The rat
monoclonal antibody (mAb) termed EA-1 was originally selected for its capacity to block the adhesion of T lymphocyte progenitors to mouse thymic endothelium. Here we show that the mAb EA-1 recognizes the alpha 6 chain of alpha 6 beta 1 and alpha 6 beta 4
integrins. Both molecules are present at a high level on the
luminal and basolateral side of vascular endothelium and
alpha 6 beta 1 integrin is expressed on the highly metastatic cell lines B16/129 (
melanoma) and KLN-205 (
carcinoma). These lung specific
tumors bind preferentially to lung frozen sections, and EA-1 blocked this interaction in vitro. Moreover, mAb EA-1 inhibited experimental
metastasis to the lung of B16/129 cells injected intravenously.

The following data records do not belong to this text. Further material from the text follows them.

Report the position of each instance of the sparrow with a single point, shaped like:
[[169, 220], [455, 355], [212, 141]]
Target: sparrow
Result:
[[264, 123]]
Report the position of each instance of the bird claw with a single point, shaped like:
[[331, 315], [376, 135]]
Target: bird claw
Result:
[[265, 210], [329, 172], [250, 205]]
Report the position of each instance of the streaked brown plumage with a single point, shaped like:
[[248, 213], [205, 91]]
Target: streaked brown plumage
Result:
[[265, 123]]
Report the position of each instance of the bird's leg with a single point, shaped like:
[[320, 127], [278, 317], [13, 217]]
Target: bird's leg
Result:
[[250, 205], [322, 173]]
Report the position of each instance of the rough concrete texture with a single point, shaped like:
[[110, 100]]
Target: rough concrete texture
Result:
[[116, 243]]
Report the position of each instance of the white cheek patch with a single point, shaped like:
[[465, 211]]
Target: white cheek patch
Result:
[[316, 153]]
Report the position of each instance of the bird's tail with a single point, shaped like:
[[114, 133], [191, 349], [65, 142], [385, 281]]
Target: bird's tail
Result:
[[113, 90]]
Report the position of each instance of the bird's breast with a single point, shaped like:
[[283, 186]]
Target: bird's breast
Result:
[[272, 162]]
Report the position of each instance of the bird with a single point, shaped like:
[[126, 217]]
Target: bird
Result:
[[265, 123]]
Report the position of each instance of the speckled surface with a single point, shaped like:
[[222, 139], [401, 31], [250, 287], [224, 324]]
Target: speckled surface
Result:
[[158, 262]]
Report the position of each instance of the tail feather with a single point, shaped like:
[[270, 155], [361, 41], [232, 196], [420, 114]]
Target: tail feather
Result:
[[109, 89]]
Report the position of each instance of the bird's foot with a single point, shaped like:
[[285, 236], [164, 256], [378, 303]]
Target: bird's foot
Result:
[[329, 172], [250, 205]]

Metastasis in vivo was blocked when the antibody was injected into mice before or simultaneously with the
melanoma cells, as well as when
melanoma cells were precoated with EA-1 before injection. We suggest that alpha 6
integrins play a dual role in the metastatic process, mediating the adhesion of
tumor cells to the
luminal surface of the endothelium and the adhesion to
laminin in the subendothelial extracellular matrix during extravasation. Despite the fact that alpha 6
integrins are
laminin receptors, EA-1 did not interfere with
melanoma cell binding to
laminin fragments. Our antibody EA-1 may therefore recognize a binding domain on alpha 6
integrins of a novel
ligand involved in cell-cell interaction.